As seen, in the generation and the thalli growth basic synchronization of citraurin in early stage, the then too big variation of nothing of citrinin content illustrates that the production of citraurin and the growth of thalline have certain coupling.But in the later stage, citrinin content but increased rapidly when citraurin content reduced, reason may be that the relevant enzyme gene of Citrinin synthetic in early stage begins to start, or through the Citrinin precursor of certain hour after the synthetic and accumulation, the formation unit of Citrinin molecule just begins to be assembled into the Citrinin molecule, citraurin growth then is and thalli growth link coupled mutually that during to the thalline fast growing period, citraurin is also synthetic in a large number.The reduction of the minimizing of later stage citraurin and tone value in addition, reason may be that the amino acid in citraurin and the substratum reacts, and have generated water miscible haematochrome.

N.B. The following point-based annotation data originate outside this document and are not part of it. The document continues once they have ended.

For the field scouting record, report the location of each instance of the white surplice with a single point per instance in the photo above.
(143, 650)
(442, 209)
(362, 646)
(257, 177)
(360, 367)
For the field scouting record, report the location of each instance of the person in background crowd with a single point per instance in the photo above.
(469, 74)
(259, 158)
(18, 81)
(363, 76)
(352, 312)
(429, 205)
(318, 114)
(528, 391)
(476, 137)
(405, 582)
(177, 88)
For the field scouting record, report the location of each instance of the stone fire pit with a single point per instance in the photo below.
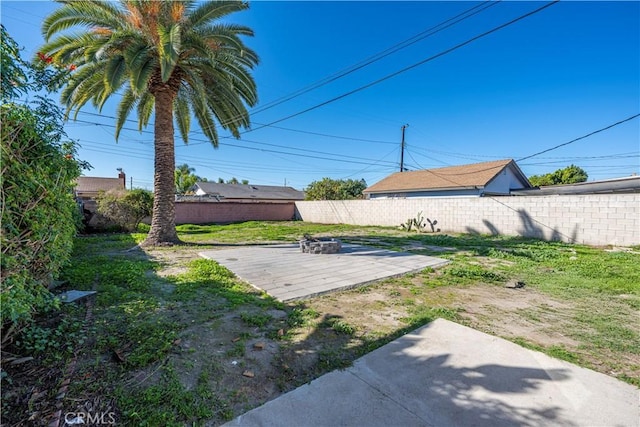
(326, 245)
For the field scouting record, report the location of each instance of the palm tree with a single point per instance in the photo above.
(168, 58)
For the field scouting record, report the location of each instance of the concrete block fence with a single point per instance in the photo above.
(210, 212)
(600, 219)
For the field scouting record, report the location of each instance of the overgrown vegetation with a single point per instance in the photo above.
(335, 189)
(175, 339)
(570, 175)
(126, 208)
(39, 214)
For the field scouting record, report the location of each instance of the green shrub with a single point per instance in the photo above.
(126, 208)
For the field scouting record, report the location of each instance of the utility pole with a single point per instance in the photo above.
(402, 149)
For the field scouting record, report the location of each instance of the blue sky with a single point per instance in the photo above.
(552, 77)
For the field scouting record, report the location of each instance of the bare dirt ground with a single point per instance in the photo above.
(245, 365)
(256, 364)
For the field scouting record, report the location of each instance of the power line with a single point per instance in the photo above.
(380, 55)
(580, 138)
(417, 64)
(357, 159)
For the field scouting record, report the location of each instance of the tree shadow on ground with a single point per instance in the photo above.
(422, 387)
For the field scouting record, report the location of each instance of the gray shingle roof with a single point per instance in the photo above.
(464, 176)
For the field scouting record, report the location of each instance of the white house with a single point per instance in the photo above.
(488, 178)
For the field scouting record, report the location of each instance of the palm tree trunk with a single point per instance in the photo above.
(163, 219)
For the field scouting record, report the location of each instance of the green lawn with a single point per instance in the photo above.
(171, 338)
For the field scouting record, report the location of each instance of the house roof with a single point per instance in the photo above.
(90, 184)
(628, 184)
(249, 191)
(476, 175)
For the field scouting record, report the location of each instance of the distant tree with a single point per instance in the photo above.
(569, 175)
(335, 189)
(185, 178)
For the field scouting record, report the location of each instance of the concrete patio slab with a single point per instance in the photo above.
(447, 375)
(285, 273)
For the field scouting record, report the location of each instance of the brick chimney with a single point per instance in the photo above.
(123, 177)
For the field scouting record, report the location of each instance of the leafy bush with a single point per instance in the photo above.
(39, 214)
(335, 189)
(126, 208)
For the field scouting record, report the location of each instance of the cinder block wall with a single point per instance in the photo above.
(602, 219)
(208, 212)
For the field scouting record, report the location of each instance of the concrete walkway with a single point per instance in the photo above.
(445, 374)
(287, 274)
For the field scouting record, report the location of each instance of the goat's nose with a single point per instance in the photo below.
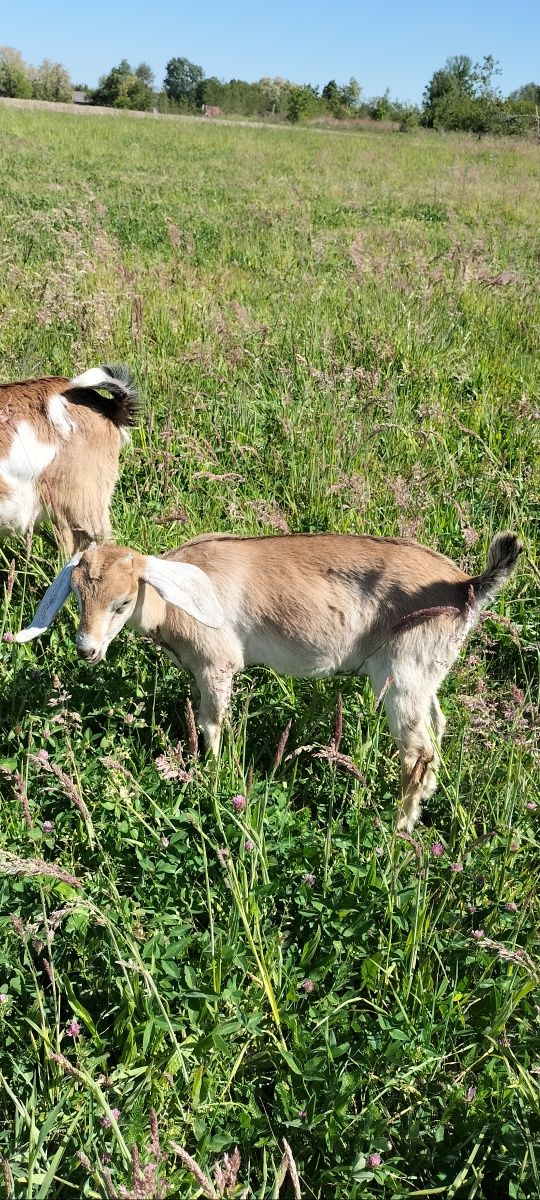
(87, 652)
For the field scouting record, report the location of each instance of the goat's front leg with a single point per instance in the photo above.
(418, 726)
(215, 687)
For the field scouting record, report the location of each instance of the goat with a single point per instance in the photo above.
(59, 453)
(306, 606)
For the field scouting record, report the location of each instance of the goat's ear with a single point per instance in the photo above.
(185, 586)
(55, 595)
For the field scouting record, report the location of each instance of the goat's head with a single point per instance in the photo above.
(106, 581)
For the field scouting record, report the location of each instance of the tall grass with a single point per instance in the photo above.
(330, 333)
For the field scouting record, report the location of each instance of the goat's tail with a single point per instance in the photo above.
(502, 561)
(119, 383)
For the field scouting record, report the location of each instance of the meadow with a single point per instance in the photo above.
(329, 331)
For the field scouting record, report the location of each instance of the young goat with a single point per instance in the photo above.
(305, 606)
(59, 453)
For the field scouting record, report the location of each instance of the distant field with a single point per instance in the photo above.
(329, 333)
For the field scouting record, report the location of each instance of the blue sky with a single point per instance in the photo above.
(390, 43)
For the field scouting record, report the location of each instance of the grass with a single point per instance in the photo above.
(330, 333)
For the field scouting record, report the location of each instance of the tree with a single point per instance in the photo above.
(351, 94)
(455, 78)
(145, 75)
(274, 94)
(51, 81)
(301, 102)
(125, 88)
(181, 81)
(15, 77)
(529, 93)
(330, 93)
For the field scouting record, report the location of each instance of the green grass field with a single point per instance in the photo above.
(330, 331)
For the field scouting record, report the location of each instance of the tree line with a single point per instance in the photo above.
(460, 95)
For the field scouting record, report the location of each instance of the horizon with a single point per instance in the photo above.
(301, 45)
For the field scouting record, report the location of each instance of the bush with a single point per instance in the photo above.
(15, 77)
(303, 102)
(52, 82)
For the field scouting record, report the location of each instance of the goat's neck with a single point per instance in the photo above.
(149, 613)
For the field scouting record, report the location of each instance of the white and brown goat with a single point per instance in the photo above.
(60, 443)
(306, 606)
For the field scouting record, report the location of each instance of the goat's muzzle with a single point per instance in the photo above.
(89, 655)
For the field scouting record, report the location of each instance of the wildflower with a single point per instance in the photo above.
(107, 1122)
(469, 535)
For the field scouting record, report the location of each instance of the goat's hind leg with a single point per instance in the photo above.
(418, 724)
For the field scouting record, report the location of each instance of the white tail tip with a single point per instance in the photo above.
(94, 378)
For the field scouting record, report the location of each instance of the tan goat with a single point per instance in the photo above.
(59, 453)
(305, 606)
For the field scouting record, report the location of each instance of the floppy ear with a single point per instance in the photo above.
(185, 586)
(55, 595)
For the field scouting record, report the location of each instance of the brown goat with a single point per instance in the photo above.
(60, 444)
(306, 606)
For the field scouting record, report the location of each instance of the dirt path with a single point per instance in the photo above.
(101, 111)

Liquid flow adds fermentation, and stream adds the influence of the W-Gum of gelatinization to citraurin output
Fed-batch technique can be eliminated substrate and product inhibition.Therefore we have attempted the method that stream adds the substratum of gelatinization, in the hope of improving citraurin output.On the basis of above experiment, adopting effective liquid amount is the fermentor tank of 10L, end liquid measure is 7L, begin to flow add operation during fermentation 18h, flow acceleration is 0.03L/h, under this operational condition, final citraurin rate ratio batch fermentation has improved 18%, as seen, utilize stream can overcome too high and the inhibition that causes of initial nutrient concentration, thereby improve citraurin growing amount and raw material availability effectively the growth of thalli growth and citraurin with fermented liquid.Three jars of average stablizing of the orange plain color valency of final fermented liquid reach 121.7U/mL, and tone value reaches 1.13.
The extraction of embodiment 3. citraurins and refining
The direct spray-drying process production of citraurin
Operating procedure parameter condition when determining the citraurin fermented liquid and directly carry out spraying drying through experimental study: fermented liquid carries out high-pressure homogeneous, and pressure is 3kgf/cm 2, or colloidal mill with bacterial cell disruption after, add and to help the siccative dextrin, the amount that adds dextrin is: dextrin: fermented liquid counts 0.02~0.06 with Kg/L, 170~200 ℃ of inlet temperature, 70~100 ℃ of temperature outs, sprinkler pressure 1~4kgf/cm 2, flow velocity 80~120mL/h.Finally obtain citraurin product (I) under this operational condition, its look valency is 1030.75U/g, and tone is 1.99, and the pigment yield reaches 66.67%.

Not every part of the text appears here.